Of course the US is a natural choice for some. However others take issue with the differences between the two. One major factor is the recruitment system employed successfully by the USA, and the frequent lack of information given to applicants. Since junior rowers are often contacted over Facebook, it can be very hard for the athlete to gather enough reliable information on the system to make a good choice. One GB athlete who chose to remain in the UK said this:
“It took a very long time for the coaches to tell the truth about there not being any lightweight rowing in their programme. It would have changed my ability to trial for GB, nor would I have had the support for weight management. In the US system they care more about their university rowing than trialling. But for openweight women, rowing with some of the world’s best u23s in the US is a fantastic opportunity. There’s a huge volume of training to put you in a position to come out of nowhere and smash final trials.”
As for the opinion of GB? One coach said: “There is a general belief at Caversham that those going over are really fatigued when they return. And they could be right. They do so many races in the summer, and although the race experience is great, it can ultimately affect you later on in your career. Again, it might be too early to say, but Peter Shephard is doing a great job bringing them back into the GB system (No easy task) and hopefully, in time we will see a better marriage between the GB system and the USA system.”

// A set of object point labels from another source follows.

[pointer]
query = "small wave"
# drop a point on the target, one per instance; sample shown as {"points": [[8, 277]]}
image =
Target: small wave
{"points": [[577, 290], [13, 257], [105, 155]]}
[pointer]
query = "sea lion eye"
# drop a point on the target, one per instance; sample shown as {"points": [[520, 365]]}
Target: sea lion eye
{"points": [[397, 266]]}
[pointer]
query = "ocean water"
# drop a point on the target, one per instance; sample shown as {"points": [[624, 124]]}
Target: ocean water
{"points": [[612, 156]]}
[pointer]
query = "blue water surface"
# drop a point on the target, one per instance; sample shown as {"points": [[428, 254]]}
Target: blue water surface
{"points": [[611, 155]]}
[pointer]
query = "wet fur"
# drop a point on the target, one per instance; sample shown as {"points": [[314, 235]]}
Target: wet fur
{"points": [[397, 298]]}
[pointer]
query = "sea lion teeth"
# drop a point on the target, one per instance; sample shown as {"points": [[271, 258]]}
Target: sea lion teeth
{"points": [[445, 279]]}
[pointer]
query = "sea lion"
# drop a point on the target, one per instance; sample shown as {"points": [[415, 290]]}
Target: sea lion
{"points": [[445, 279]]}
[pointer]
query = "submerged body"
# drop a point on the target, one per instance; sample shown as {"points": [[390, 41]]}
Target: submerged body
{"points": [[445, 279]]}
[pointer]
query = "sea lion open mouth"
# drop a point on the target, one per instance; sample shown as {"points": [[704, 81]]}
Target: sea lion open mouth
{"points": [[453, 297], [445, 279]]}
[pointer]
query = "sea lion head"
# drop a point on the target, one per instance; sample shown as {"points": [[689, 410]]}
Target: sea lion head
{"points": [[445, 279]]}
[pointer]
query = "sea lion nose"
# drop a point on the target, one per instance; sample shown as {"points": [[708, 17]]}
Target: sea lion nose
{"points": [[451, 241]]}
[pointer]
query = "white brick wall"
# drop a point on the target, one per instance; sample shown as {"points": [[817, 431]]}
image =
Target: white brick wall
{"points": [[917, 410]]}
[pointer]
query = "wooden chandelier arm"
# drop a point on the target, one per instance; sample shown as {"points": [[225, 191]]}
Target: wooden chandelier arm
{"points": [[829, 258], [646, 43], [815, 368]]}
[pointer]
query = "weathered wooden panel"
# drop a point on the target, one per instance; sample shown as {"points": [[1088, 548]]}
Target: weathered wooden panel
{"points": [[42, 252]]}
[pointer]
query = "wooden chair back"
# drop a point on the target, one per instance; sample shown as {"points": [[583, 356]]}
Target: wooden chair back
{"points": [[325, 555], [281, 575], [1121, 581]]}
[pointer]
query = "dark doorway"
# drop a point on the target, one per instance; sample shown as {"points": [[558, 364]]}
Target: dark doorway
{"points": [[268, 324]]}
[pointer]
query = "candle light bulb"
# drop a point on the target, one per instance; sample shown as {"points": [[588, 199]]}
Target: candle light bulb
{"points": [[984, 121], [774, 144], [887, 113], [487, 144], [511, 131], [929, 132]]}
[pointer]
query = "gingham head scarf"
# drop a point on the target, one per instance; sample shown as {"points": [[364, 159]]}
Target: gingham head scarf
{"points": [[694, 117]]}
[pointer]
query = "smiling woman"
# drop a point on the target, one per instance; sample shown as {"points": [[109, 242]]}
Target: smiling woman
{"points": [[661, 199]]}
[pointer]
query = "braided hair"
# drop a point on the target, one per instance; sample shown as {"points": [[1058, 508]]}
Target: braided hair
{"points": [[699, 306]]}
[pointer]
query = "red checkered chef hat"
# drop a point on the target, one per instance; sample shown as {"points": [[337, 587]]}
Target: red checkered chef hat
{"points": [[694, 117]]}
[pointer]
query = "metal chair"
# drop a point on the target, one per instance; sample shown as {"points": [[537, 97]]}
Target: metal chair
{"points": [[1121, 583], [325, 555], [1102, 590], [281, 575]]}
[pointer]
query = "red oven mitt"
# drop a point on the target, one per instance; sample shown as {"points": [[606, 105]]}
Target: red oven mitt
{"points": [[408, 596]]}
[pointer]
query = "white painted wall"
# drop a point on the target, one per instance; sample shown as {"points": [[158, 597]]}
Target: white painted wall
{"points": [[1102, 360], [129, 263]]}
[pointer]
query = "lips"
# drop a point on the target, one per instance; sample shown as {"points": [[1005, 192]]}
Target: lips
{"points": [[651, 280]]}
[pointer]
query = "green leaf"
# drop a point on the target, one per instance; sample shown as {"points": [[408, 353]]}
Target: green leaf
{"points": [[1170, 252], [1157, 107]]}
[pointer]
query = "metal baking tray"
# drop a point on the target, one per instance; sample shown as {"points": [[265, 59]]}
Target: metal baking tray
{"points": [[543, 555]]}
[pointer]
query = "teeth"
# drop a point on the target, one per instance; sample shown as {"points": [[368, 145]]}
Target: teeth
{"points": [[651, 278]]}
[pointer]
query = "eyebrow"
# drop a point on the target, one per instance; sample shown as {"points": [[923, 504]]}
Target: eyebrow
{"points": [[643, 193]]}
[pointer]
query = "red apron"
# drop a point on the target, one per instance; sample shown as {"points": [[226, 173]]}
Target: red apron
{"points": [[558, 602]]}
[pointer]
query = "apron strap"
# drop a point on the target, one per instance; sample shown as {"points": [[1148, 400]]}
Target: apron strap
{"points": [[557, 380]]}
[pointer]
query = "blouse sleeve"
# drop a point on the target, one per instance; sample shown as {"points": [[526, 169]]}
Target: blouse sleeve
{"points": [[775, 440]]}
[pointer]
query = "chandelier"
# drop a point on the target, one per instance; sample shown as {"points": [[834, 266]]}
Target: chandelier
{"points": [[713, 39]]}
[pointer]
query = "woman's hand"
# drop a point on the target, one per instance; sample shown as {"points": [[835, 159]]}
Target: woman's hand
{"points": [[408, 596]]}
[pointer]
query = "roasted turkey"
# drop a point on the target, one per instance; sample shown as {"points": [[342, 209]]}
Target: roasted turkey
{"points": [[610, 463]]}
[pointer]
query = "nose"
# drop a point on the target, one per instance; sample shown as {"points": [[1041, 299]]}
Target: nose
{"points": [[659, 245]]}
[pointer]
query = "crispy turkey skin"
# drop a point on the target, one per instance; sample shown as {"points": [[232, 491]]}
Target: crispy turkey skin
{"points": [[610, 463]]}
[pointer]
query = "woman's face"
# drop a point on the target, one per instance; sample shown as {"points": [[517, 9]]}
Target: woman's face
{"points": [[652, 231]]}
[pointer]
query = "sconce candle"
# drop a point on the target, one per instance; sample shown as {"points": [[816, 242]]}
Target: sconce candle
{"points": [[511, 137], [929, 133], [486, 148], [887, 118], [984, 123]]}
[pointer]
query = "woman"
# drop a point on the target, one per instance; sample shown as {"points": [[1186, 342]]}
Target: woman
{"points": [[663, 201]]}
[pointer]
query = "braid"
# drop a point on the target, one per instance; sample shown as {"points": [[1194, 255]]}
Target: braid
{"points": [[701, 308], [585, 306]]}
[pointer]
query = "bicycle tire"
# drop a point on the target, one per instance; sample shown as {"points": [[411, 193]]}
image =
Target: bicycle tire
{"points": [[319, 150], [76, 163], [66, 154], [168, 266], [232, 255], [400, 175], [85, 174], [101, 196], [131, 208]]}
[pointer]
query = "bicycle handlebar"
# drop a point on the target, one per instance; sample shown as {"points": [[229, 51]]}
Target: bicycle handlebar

Those who have chosen to remain in the UK, despite being offered scholarships in the US, stressed the risk associated with choosing to move. The issue is that someone can be a very fast junior rower, due to varying rates of development and general differences in junior training programs, but senior rowing is completely different.
“Someone could realise that they’re not cut out for it by which time they’re across the ocean on another continent and it’s very hard to turn back. It’s a very big risk to take, especially with th pressure to perform that comes with scholarships. Everyone thinks of America as the Land of Hopes and Dreams and I think to an extent it is, there are so many opportunities over there, but you have to look after yourself and think about the pros and cons.”
In order to make a choice one has to look at the whole picture, both in terms of academics and rowing. When searching for success in these fields, it’s good to think about these words from Ryan Demaine, Head Coach at Oxfordshire based Headington School:
“We tend to blame the system. But ultimately, it’s the athlete’s decision as to where they go and they have to take ownership of their own development. There are no free rides to success in this sport, only good choices or bad ones. Your degree comes first. Make sure it’s a good one.”